Dies gilt zum einen für das Risikomanagement (RM) von Infrastrukturen, etwa unserem Nationalstrassennetz. Das ASTRA arbeitet hierfür mit RoadRisk, einem eigens entwickelten Instrument für streckenbezogene Risikoanalysen von Naturgefahren auf den Nationalstrassen. Namentlich bildet RoadRisk die Risiken in einer Übersichtskarte ab, identifiziert Strassenabschnitte und Gefahrenprozesse mit prioritärem Handlungsbedarf und ermöglicht Kostenwirksamkeits-Analysen von geplanten und durchgeführten Massnahmen.
Erst recht gilt der risikobasierte Ansatz als methodischer Eckpfeiler im RM jener Gefahrenbereiche, die der Bund im Verbund mit den Kantonen und Gemeinden sowie den Versicherern und den potentiell Betroffenen steuert, beispielsweise im Hochwasserschutz. Hier geht es essentiell darum, die verschiedenen Massnahmen mit Blick auf den Schutzbedarf, aber auch auf die systemischen Wechselwirkungen der Eingriffe und der finanziellen Restriktionen bestmöglich zu kombinieren. Integrales Risikomanagement heisst das passende Schlüsselwort, das der Bund ins Zentrum seiner Strategie 2018 zum Umgang mit Naturgefahren stellt. Kann das Schutzniveau damit gehalten oder gar erhöht werden? Dies bleibt eine grosse Herausforderung, sagt Adrian Schertenleib vom Bundesamt für Umwelt (BAFU). Denn der Ausbau der Schutzmassnahmen steht im Wettlauf mit dem wachsenden Wert der Schutzgüter und – im Zuge des Klimawandels – mit der erwarteten Zunahme kritischer Naturereignisse.

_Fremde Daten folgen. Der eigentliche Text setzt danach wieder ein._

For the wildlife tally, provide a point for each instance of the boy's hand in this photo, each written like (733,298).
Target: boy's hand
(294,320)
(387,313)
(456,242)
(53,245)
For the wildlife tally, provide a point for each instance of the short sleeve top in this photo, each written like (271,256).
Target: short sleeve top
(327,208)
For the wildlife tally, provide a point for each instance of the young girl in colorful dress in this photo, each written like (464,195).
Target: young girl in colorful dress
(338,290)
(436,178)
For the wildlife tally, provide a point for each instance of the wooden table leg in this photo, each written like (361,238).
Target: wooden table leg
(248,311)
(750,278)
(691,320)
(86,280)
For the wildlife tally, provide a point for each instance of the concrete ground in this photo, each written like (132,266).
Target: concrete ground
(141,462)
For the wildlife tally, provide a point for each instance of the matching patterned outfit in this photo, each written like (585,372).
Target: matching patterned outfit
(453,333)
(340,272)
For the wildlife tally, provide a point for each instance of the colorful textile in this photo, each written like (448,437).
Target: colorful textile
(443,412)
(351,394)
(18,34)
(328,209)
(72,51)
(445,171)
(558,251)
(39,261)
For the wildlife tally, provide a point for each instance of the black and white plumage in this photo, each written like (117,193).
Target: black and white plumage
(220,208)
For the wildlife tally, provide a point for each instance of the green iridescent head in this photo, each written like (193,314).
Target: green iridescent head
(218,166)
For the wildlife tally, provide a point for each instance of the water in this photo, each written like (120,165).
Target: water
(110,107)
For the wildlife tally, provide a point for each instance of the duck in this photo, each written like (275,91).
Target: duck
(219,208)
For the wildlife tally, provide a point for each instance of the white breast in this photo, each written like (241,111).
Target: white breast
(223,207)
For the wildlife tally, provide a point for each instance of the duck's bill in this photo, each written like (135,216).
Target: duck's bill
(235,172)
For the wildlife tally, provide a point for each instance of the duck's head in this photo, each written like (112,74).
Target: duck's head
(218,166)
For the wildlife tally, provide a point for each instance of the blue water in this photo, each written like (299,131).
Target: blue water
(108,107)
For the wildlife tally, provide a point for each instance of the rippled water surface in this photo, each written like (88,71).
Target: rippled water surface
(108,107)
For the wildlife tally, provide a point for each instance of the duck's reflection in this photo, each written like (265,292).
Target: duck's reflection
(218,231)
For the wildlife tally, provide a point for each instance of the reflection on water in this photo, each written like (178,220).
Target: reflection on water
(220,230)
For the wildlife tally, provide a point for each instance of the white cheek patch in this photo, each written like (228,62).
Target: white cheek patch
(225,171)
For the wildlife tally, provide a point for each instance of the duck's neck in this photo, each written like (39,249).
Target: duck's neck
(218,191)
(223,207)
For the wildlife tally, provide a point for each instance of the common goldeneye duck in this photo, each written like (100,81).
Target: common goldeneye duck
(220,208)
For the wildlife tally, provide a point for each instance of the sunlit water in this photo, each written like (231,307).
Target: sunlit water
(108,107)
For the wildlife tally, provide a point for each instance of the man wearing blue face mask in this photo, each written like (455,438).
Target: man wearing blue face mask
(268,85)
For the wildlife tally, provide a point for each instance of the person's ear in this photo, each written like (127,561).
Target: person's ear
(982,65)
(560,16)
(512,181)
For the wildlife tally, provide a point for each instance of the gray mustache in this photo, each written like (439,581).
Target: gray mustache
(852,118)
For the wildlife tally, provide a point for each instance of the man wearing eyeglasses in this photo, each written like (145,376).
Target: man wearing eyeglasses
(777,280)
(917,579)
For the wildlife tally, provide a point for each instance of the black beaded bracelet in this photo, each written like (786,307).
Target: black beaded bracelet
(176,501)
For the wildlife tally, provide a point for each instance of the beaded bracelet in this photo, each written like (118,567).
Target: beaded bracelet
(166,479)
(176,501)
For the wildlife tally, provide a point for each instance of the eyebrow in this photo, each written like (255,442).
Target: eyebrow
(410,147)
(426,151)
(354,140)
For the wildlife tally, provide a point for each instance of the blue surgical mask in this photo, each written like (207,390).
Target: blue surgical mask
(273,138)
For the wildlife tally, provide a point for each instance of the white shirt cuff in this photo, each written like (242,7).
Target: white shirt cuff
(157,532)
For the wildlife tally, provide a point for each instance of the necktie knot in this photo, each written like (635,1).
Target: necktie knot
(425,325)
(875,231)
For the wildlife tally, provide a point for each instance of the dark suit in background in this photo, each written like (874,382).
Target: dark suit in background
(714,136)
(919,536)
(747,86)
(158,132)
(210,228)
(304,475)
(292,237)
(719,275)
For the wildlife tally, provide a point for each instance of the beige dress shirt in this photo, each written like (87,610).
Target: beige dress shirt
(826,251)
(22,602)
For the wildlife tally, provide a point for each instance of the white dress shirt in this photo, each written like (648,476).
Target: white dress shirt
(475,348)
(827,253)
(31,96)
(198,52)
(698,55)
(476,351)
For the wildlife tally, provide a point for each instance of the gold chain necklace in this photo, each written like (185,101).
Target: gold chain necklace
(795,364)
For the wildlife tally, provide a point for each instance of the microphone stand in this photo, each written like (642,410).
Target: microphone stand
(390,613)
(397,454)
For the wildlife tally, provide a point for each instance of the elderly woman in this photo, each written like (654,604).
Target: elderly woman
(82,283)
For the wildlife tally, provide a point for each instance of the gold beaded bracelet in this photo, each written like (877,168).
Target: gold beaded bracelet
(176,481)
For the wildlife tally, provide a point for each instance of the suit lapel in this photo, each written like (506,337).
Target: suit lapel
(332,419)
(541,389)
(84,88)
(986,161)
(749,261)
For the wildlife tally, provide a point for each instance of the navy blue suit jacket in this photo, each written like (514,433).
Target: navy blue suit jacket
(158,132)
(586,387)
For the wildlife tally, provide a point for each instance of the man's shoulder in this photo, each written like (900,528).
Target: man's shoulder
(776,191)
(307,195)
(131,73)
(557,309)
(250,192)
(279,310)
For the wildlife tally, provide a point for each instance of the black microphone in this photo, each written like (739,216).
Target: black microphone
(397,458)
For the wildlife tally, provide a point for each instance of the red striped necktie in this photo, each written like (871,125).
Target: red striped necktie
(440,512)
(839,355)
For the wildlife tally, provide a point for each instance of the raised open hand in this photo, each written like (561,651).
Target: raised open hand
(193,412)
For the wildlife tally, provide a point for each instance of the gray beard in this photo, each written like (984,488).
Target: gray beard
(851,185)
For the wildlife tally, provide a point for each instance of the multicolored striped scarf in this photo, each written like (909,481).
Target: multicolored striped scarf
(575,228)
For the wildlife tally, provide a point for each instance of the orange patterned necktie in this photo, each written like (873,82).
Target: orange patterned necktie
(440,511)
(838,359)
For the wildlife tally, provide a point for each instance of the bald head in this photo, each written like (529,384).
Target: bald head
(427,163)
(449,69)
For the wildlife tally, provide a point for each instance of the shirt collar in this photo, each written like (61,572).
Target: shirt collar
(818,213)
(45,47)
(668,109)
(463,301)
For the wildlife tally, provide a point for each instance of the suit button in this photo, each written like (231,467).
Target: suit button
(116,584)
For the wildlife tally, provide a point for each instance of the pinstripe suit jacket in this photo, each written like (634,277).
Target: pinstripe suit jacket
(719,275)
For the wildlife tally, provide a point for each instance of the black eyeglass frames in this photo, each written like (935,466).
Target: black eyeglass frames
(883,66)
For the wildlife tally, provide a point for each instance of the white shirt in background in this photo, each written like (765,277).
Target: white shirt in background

Im Zuge von Globalisierung und Klimawandel verstärkt sich das Invasions- und Verbreitungsrisiko von Neobiota, erläutert Marc Grünig, Doktorand bei Agroscope/ETH zum Thema invasive Schadinsekten in Europa. Bekannte Beispiele unbeabsichtigter Einschleppung invasiver Arten in jüngerer Zeit sind etwa die Kirschessigfliege (Drosophila suzukii) oder der „Stinkkäfer“ (Halyomorpha halys), die in der Schweiz ein neues Habitat gefunden haben. Da sie keine natürlichen Feinde haben und als Generalisten eher anspruchslos sind, können sie sich schnell ausbreiten. Steigende Temperaturen beschleunigen dabei das Populationswachstum und eröffnen neue Verbreitungsgebiete – das Risiko wirtschaftlicher und ökologischer Schäden steigt. Die Identifikation dieser Risiken für Europa ist das zentrale Ziel von Grünigs Forschungsprojekt. Im Kern untersucht er die potentielle Ausbreitung und die dadurch möglichen Interaktionen von invasiven Schadinsekten und ihren Wirtspflanzen für die kommenden Jahr-zehnte. Ein wichtiges Stück angewandter Forschung für den Umgang mit invasiven Arten – auch in der Schweiz!
Viele Fragen wurden in den Referaten angestossen und boten reichlich Stoff für eine lebhafte Diskussion im kurzen Podium und dem anschliessenden Apéro.